O tom a respeito de como uma mulher era tratada naquele momento já é dado de cara na sequência de abertura do filme. Quando Jo tenta convencer o editor de um periódico em Nova Iorque a publicar seu conto. Na sala do editor, ele ordena Jo a sentar-se: “Sit!” (Senta!), como quem se dirige a uma cadela.

Num outro momento, Meg explica tin por tin ao abastado amigo de infância, Laurie (Timothée Chalamet, de Um dia de chuva em Nova York) o porquê o casamento ser uma circunstância financeira para as mulheres mas não para os homens daquela época. E Meg o diz olhando para a câmera. Caminhando em direção a ela. Em direção a nós, na verdade. Espectadores do século 21.

Ainda no aspecto técnico-criativo, Gerwig e seu montador Nick Houy deram uma dinâmica a este Adoráveis mulheres (há outras sete versões audiovisuais) que o torna muito próximo do ritmo audiovisual próprio a manter a atenção do jovem de hoje para uma tela de cinema.

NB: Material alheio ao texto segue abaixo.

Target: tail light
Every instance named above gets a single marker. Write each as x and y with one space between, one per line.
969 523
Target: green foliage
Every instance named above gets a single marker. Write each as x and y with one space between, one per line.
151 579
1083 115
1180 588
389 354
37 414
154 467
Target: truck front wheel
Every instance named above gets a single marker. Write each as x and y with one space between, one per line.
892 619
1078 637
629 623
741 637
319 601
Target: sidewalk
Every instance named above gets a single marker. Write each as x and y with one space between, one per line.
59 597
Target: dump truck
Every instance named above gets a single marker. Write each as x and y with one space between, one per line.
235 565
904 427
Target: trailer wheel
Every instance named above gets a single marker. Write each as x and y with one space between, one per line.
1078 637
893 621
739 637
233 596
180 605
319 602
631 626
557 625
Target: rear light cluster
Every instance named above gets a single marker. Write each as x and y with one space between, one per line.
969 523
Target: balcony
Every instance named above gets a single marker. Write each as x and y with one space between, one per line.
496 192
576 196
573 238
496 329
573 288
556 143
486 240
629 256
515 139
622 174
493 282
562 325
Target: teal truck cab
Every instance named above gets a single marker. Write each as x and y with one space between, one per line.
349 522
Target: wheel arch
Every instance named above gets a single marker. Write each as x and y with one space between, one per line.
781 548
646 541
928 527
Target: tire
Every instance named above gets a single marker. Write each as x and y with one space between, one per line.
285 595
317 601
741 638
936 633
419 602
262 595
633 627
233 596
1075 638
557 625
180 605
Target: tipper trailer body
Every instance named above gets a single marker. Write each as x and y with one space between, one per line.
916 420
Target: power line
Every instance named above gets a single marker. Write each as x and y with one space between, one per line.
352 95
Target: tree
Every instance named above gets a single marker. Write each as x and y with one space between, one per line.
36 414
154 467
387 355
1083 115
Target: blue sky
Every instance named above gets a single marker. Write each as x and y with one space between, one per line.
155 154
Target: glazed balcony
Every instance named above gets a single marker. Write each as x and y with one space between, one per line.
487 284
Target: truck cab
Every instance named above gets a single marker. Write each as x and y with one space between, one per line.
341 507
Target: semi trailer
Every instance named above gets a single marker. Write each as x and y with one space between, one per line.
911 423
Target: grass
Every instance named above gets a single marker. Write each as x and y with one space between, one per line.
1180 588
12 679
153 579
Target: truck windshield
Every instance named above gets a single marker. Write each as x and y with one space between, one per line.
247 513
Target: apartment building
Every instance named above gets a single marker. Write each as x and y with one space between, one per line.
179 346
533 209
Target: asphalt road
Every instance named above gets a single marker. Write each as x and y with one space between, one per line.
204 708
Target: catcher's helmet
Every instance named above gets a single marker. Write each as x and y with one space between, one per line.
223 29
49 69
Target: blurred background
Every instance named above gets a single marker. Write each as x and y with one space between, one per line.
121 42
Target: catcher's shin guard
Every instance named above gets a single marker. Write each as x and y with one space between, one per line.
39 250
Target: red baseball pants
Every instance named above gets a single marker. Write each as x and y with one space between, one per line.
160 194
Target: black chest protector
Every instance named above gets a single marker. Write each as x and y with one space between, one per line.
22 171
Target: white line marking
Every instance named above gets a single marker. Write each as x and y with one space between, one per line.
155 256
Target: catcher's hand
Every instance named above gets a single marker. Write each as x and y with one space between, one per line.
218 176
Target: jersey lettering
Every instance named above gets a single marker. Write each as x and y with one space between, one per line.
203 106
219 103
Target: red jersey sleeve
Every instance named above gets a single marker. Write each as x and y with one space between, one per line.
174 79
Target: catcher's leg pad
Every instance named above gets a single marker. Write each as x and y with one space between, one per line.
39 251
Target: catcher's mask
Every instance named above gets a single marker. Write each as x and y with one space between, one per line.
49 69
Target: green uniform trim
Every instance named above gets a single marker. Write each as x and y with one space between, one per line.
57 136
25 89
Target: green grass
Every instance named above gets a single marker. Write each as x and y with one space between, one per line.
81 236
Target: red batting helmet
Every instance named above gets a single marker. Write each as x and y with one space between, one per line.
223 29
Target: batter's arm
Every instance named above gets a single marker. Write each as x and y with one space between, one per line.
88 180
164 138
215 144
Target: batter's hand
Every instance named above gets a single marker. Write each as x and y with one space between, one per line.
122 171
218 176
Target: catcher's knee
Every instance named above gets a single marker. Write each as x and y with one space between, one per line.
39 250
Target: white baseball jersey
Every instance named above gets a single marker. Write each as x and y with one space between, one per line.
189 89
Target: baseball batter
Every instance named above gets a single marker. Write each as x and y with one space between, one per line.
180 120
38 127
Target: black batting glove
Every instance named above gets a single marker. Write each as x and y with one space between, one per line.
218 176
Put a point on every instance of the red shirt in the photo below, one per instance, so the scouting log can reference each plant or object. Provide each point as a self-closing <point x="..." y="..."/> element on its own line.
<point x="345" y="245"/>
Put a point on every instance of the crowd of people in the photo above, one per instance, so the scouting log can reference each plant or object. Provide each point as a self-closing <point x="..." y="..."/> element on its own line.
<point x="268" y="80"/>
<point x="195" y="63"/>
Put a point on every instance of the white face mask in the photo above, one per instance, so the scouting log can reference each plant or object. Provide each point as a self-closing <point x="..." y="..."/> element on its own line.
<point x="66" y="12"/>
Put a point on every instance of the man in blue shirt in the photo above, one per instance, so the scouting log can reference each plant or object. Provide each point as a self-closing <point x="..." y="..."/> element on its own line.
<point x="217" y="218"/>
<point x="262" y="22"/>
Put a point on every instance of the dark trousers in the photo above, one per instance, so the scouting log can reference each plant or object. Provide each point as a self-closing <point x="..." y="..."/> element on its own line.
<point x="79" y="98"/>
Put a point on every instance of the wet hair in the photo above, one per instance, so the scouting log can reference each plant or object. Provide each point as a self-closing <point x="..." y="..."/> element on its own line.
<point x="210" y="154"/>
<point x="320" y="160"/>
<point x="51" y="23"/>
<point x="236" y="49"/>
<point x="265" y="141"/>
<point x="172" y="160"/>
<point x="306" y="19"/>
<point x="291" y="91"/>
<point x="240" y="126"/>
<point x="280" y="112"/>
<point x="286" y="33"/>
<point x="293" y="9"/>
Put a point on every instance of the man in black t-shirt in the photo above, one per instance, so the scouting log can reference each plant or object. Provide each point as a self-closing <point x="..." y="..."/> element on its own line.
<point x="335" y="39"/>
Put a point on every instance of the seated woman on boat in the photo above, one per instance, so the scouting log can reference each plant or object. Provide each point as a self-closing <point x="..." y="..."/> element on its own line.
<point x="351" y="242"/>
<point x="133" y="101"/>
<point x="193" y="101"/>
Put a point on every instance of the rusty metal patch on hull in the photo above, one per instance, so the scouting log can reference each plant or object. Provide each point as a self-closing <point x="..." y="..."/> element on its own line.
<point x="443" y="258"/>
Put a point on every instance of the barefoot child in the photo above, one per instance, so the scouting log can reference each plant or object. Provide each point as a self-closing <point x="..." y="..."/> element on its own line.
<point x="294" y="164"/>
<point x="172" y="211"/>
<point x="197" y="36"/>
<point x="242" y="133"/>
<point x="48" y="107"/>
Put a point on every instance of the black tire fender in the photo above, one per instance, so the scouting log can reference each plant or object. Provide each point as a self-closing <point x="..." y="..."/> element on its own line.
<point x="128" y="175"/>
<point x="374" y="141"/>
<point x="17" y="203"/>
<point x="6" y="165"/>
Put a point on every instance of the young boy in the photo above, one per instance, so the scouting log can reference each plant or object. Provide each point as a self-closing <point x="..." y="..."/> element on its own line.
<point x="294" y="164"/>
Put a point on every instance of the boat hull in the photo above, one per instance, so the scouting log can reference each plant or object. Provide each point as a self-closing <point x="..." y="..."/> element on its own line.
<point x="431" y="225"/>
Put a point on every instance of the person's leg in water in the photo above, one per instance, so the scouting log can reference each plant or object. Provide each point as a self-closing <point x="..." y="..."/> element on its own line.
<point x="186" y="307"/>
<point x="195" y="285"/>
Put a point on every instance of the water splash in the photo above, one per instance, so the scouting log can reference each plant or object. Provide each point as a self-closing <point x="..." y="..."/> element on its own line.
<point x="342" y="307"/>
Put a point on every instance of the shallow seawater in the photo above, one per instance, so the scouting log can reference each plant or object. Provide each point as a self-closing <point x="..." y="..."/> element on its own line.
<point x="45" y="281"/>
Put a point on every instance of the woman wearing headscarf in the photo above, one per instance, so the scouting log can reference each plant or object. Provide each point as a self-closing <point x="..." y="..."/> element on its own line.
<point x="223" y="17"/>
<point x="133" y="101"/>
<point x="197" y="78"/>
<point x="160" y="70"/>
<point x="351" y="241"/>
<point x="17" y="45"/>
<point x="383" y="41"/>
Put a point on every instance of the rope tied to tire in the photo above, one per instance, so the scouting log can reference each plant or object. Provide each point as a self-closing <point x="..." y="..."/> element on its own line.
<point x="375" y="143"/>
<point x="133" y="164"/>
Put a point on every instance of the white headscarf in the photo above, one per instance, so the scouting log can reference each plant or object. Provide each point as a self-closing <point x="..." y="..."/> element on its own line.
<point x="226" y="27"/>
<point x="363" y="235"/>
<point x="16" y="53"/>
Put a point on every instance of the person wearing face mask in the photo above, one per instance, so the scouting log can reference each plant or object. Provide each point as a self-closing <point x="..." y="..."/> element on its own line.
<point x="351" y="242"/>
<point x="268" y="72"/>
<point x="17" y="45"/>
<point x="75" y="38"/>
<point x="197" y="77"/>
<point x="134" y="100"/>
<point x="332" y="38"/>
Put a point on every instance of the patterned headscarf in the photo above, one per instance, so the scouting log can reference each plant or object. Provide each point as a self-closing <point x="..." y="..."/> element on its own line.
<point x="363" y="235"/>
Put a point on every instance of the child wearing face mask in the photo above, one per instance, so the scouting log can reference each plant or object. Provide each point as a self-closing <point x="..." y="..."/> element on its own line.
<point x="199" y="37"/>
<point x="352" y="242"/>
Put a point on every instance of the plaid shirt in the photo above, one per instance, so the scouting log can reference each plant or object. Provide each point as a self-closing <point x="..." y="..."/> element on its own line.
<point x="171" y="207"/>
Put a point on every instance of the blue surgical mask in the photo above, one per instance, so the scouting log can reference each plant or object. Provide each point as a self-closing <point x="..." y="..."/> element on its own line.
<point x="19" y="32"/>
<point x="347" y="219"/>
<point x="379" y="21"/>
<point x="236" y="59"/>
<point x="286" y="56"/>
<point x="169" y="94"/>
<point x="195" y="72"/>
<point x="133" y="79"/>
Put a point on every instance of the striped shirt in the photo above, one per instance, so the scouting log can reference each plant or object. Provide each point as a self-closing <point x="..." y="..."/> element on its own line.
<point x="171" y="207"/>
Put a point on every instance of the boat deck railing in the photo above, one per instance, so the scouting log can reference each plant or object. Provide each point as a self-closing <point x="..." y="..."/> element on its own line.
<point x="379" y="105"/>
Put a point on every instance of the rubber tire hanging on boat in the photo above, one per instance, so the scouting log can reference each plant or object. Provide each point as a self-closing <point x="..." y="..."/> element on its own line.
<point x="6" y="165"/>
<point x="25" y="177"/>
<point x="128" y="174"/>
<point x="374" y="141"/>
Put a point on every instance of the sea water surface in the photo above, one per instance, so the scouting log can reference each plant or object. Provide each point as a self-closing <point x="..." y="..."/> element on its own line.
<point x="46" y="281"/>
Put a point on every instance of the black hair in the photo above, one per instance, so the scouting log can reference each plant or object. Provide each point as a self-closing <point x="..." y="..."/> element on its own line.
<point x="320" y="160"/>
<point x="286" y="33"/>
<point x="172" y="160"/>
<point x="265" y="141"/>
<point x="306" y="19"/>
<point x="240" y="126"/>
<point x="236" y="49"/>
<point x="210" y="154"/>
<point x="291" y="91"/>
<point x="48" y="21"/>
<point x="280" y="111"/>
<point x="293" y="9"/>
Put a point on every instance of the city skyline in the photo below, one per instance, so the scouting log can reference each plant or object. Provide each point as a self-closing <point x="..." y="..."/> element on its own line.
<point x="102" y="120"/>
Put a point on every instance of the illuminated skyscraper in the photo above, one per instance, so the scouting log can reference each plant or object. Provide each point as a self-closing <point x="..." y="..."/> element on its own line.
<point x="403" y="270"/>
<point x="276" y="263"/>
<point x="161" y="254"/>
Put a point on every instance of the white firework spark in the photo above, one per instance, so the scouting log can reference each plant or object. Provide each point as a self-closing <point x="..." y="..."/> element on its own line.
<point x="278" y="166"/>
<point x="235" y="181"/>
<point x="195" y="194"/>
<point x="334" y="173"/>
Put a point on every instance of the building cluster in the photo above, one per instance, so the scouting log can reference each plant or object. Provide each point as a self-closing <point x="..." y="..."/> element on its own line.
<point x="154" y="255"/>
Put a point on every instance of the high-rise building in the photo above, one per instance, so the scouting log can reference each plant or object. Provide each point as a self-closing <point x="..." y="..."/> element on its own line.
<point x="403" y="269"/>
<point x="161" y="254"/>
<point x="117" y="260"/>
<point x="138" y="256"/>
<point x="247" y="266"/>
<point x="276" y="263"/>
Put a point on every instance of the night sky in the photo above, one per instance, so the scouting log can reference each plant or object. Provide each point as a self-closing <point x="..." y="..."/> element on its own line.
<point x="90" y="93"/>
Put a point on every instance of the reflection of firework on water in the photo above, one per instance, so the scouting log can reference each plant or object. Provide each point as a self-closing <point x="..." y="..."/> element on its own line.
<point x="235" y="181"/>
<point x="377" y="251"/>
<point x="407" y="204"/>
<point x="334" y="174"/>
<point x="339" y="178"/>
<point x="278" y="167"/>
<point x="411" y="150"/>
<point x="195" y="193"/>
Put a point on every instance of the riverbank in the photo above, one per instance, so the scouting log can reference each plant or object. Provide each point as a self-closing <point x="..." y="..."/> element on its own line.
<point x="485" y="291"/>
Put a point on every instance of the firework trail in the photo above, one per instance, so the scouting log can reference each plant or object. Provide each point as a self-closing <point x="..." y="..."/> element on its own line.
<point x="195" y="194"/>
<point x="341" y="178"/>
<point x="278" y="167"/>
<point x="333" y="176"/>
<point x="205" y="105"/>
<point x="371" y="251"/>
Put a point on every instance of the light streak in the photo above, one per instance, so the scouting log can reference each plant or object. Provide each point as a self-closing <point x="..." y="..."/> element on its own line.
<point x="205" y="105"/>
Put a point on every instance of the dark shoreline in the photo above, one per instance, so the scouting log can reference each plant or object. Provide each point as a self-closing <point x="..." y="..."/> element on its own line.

É revigorante, essa dinâmica. E talvez esperançosa no sentido de que faça os jovens descobrirem a literatura eterna de Louisa May Alcott.

Curiosidades 

  • Little Women foi traduzido pela primeira vez para a lingua portuguesa por uma editora de Portugal, em 1872, com o literal título de Mulherzinhas. Pela sugestão pejorativa do termo, tal título seria impensável no século 21.
  • Se você gostar da cumplicidade das irmãs e da luta da protagonista para ser um escritora em Adoráveis mulheres, conheça a cumplicidade das irmãs e a luta da protagonista para ser um escritora de Um anjo em minha mesa (1990), de Jane Campion.
  • Ainda no elenco de Adoráveis mulheres, Meryl Streep, como a tia-avó rica e azeda das irmãs March; e Louis Garrel como o professor charmoso que chama a atenção intelectual e emocional de Jo March.